Structural biology of signal transduction and epigenetic gene regulation
Figure 1: We employ a number of different resolution techniques to visualise the architecture of cellular components
Figure 2: Atomic model of the INF-β enhanceosome
The Panne group looks to understand important signalling processing pathways in the cell, which could help in the discovery of anti-viral drugs.
Previous and current research
Cellular control logic is ultimately embedded in the molecular architecture of the molecular machines that make up the living cell. Many molecular machines, especially complexes involved in cellular signalling, are transient, with a variety of states and a succession of structures. Transcription factors, for example, bind as complexes to enhancers (‘enhanceosomes’) in a combinatorial and dynamic fashion to regulate expression of genes. Kinases undergo major conformational rearrangements as part of their activation cycle. These signalling components interact with each other and with other molecules in highly structured but complex ways.

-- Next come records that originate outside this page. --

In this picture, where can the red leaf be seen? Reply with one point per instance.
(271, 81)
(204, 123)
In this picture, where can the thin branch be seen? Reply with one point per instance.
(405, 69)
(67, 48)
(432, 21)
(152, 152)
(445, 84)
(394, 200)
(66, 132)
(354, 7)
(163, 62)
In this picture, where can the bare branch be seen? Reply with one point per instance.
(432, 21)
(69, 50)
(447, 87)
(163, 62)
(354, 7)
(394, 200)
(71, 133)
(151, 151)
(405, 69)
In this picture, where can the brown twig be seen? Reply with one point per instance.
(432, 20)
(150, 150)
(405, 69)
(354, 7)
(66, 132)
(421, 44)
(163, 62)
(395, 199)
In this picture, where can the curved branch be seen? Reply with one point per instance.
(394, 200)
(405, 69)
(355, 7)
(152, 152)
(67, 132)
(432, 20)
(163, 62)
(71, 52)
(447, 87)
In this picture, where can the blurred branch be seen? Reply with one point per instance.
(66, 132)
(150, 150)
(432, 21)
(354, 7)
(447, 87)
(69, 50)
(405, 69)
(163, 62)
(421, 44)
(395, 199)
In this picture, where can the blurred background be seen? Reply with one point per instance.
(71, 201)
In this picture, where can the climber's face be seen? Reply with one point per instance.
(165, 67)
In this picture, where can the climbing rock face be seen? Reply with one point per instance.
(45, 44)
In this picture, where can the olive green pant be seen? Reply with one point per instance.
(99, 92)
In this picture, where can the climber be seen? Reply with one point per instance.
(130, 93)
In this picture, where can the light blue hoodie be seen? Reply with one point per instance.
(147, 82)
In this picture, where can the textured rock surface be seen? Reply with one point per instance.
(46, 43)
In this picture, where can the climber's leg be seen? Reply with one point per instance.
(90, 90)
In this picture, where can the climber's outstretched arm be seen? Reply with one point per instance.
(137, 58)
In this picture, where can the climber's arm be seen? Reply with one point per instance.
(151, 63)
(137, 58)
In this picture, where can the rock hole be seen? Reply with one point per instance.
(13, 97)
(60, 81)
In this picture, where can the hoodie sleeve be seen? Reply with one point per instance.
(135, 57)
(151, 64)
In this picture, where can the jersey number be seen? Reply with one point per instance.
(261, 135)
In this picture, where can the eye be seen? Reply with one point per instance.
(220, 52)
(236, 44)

Understanding such transient and dynamic complexes of the cellular machinery is one of the most important challenges in biology today. One crucial first step towards characterising such dynamic processes is to determine the molecular architecture of essential components. We have been using the core approaches of structural biology to address the following questions: What is the architecture of signalling complexes that direct innate immune responses? How do these signalling pathways lead to assembly of higher-order transcription factor complexes? How does assembly of such transcription factor complexes ultimately lead to chromatin modification? How does chromatin modification direct nucleosome remodelling and gene regulation? (figure 1).
Future projects and goals
Cellular signalling ultimately results in assembly of transcriptional regulatory complexes that direct chromatin modification, remodelling and gene expression. The enhanceosome has served as a paradigm for understanding signal integration on higher eukaryotic enhancers (figure 2). Assembly of the enhanceosome results in recruitment of enzymes that modify chromatin. We ask how chromatin modification changes the structure of inhibitory nucleosomes and leads to a more permissive chromatin structure for gene expression. We also ask how chromatin modification enzymes read out histone modification patterns and how chromatin recognition and modification are coupled. Answers to some of these questions are likely to contribute to our understanding of epigenetic gene regulation and dysregulation in disease. Finally, we also are interested in understanding key regulators involved in the innate immune response. This is not only of fundamental importance for cellular signalling but also opens up opportunities for pharmacological targeting.